Further observations revealed that claudins are also regulated by SPCA1.[85] Claudins are a family of proteins that are the most important components of the tight junctions, establishing a barrier that controls the flow of molecules in the intercellular space between the cells of an epithelium. In SPCA1-depleted keratinocytes protein levels of components of desmosomes, adherens and tight junctions did not show marked changes except for claudin1 and 4 that were increased.[85]
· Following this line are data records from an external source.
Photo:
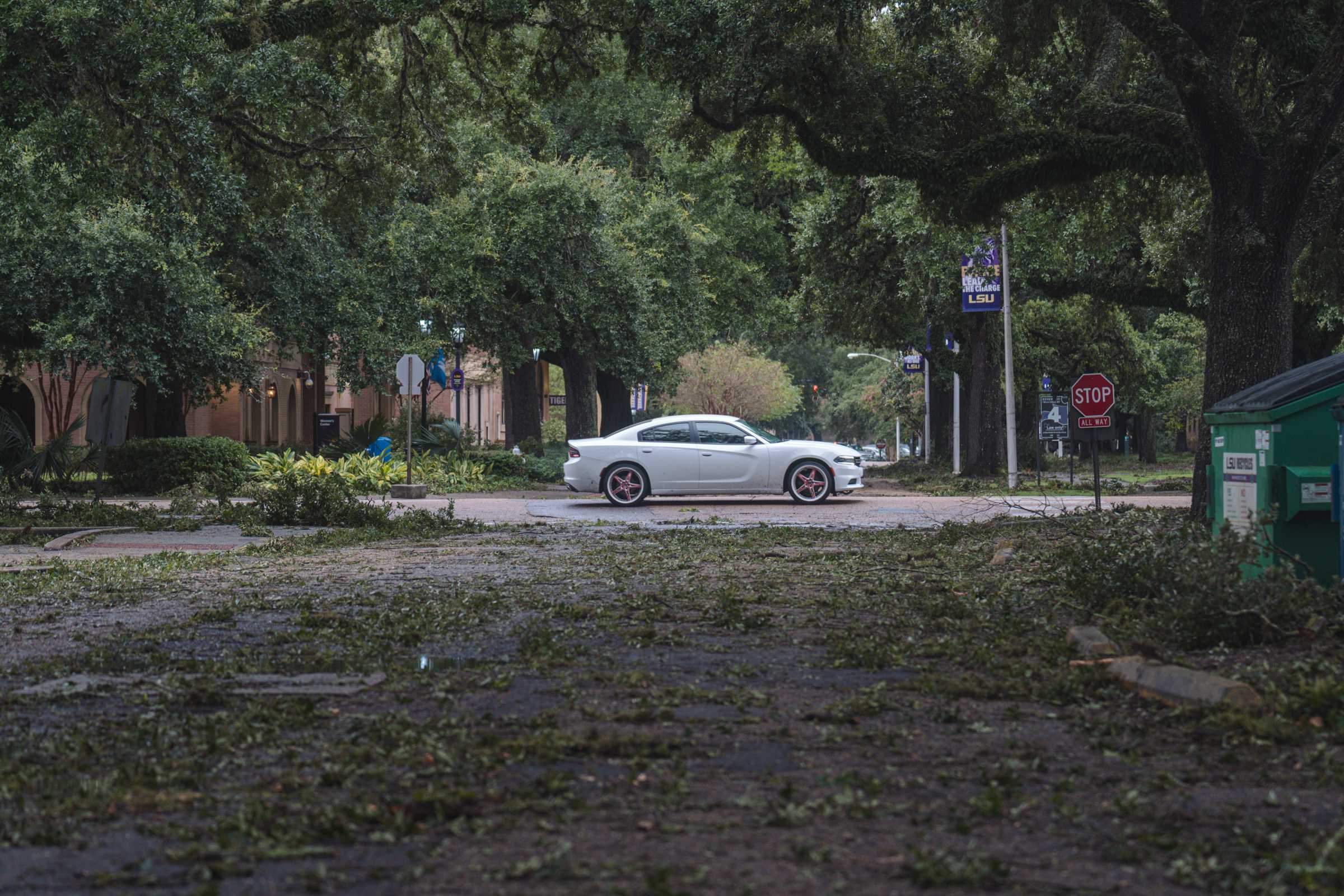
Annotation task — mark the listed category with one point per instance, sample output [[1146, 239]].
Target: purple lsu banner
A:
[[982, 280]]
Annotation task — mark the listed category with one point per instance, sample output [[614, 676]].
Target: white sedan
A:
[[709, 454]]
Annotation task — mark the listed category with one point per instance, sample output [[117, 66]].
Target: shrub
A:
[[1170, 582], [160, 465]]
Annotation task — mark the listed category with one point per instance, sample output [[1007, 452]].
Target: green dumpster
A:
[[1273, 448]]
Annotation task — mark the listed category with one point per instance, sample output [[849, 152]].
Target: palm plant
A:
[[442, 440], [361, 437], [57, 460]]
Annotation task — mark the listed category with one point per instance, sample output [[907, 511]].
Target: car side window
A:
[[720, 433], [669, 433]]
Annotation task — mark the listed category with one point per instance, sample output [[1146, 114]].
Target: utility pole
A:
[[956, 416]]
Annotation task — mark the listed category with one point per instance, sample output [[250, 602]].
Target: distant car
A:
[[709, 454]]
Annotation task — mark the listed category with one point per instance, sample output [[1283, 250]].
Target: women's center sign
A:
[[982, 280]]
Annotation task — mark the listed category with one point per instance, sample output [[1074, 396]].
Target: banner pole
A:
[[1010, 398]]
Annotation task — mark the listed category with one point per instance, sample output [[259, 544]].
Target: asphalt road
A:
[[859, 511]]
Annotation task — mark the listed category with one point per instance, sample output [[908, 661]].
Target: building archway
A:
[[292, 417], [15, 395], [253, 417]]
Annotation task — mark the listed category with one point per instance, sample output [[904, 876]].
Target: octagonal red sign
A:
[[1093, 394]]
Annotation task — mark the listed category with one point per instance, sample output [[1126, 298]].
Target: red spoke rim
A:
[[810, 483], [627, 486]]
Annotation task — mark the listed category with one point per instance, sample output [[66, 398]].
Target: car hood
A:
[[824, 448]]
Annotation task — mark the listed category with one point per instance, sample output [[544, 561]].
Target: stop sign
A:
[[1093, 394]]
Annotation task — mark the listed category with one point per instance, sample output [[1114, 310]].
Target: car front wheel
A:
[[626, 486], [810, 483]]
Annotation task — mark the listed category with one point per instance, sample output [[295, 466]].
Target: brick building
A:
[[279, 412]]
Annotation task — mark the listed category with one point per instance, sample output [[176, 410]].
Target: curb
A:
[[65, 540], [1179, 685], [1174, 685], [1089, 641]]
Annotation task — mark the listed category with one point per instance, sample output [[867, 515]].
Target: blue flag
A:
[[437, 370]]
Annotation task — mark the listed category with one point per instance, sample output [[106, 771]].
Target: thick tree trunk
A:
[[507, 410], [525, 405], [616, 402], [1311, 340], [940, 421], [580, 396], [1249, 323], [983, 429]]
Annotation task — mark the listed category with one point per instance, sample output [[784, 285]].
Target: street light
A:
[[459, 332]]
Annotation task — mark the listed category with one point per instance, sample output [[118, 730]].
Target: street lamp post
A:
[[541, 399], [459, 338], [425, 329]]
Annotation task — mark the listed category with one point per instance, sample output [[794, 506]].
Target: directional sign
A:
[[410, 372], [1053, 422], [1093, 395], [104, 421]]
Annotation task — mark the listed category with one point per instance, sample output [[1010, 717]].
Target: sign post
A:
[[410, 375], [955, 347], [1052, 423], [984, 288], [1092, 396]]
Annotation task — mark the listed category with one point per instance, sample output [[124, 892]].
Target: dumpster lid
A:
[[1285, 389]]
Whether and which SPCA1 isoforms are implicated in the regulation of specific cell adhesion protein trafficking is unknown. Nevertheless, the reason why desmosomes/tight junctions are affected more in the skin than in other epithelial tissues has to be investigated.

Conclusions

Distribution of SPCA1 isoforms along the secretory pathway in different cell types could lead to a better understanding of which isoform is doing what, when, and where. Considering that SPCA1 is ubiquitously expressed, the fundamental role of this protein in regulating the Ca2+/Mn2+ physiology[86] and membrane trafficking in different cell types/tissues could be due to specific clusters of SPCA1 isoforms. Further investigations to clarify the role of each SPCA1 isoforms will benefit the understanding of the biology of secretion in health and disease, and will impact on several pathological conditions.